1 long French baguette (soft)
1 block of firm tofu
1/2 cup AP flour
Ponzu seasoning or Braggs
1 small fresh daikon radish
2 large carrots
Rice wine vinegar
1/8 cup sugar
2 tablespoons Sriracha hot sauce
1/2 cup vegan mayo
1 English cucumber (sliced)
Cilantro
Scallions
Using a vegetable peeler, shave long ribbons from the daikon and carrot. Place into a container and add sugar and enough water and rice vinegar in equal parts to cover. Seal and place into the fridge until ready to use. Drain and dry tofu. Cut into eight equal slices. Dredge in flour and pan-fry it in a little olive oil or sesame oil. Once it is browned, add a few tablespoons of ponzu. Mix mayo and sriracha together and set aside.

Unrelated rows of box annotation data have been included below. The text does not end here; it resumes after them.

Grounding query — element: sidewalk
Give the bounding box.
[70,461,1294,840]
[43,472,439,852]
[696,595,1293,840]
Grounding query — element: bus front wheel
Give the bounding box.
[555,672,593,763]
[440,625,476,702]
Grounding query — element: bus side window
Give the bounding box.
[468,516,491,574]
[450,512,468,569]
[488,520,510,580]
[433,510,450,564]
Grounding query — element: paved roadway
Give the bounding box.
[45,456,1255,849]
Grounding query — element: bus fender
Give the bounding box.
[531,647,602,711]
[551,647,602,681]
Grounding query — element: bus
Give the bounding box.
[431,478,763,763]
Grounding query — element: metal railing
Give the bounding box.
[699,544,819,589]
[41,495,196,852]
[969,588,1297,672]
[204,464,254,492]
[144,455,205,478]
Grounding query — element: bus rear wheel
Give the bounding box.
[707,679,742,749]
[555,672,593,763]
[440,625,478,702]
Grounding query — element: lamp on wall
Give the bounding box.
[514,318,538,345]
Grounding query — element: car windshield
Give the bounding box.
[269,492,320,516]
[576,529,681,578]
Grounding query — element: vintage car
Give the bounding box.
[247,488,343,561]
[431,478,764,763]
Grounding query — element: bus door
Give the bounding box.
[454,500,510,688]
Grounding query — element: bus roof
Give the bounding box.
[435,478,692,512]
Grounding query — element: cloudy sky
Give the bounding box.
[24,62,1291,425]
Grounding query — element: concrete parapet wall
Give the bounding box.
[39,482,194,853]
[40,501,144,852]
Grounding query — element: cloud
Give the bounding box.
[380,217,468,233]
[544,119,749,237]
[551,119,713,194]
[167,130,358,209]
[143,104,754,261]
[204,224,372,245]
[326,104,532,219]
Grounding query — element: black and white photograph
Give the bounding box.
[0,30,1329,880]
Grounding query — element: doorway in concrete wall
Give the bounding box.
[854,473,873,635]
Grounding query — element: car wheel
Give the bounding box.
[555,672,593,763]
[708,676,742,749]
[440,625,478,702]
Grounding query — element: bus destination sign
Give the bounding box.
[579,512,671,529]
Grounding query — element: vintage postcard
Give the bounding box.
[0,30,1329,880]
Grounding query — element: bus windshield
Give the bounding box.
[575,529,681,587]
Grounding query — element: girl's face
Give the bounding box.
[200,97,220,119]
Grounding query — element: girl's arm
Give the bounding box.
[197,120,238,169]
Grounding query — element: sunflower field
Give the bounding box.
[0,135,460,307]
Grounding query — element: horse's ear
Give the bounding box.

Now to assemble the sandwich: split the baguette but don’t cut it all the way through; it should look like a taco. Spread the mayo mixture on the top of the bun. Layer the cucumbers and tofu onto the bread. Drain the radish and carrot mixture and layer those on as well. Top that with cilantro and chopped scallions. Close the sandwich and slice into portions.
2 comments:
Looks super easy yet way flavorful, just how I like most of my dishes. Now I know what to do with leftover daikon (they're so big I never use the whole thing in one day) other than binging on raw slices!
There's an awesome vegan bhan mi sammich in the Veganomicon. But yours sounds great too! I love daikon and still haven't tried ponzu sauce. But I gotta get some!